EP 070 – Concert Classics: Roxy Theatre – Northampton, PA – November 28, 1973

There are make-or-break moments in every successful musician’s career. Sometimes they’re huge, cataclysmic events. Other times, they’re subtle nods that point a performer in the right direction. 

For Billy Joel, a pair of shows in November of 1973 was the latter. And, we have the tapes to prove it. Piano Man had just been released, and Billy was grinding out dates opening for the Beach Boys and the Doobie Brothers. 

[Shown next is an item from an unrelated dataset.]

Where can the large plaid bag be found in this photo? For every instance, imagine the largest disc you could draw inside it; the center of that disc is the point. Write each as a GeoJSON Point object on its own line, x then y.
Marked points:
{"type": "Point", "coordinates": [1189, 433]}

Being an opening act wasn’t suiting Billy, so he took up a local DJ on his offer to play a show at the Roxy Theatre in Northampton Pennsylvania, a few miles north of Allentown. 

By all known accounts, it would be his first time headlining a theater. And, put into the context of his career up to that point, it’s safe to say that this engagement informed his business strategy, as well as some of his song material, afterward. 

The DJ, Denny Somach, recorded the shows and rediscovered the tapes a few years ago. He made four of the songs available on YouTube, including one that was never released on an album. 

As intriguing as these early renditions are, the big draw here is Billy’s off the cuff comments that reveal much about his career and outlook up to this point. 

In this episode, we’re exploring both the songs and the conversation on the Roxy tapes. We also spoke with Denny Somach and also Rick Wolfe, who worked at the theater during those concerts and is still there today. 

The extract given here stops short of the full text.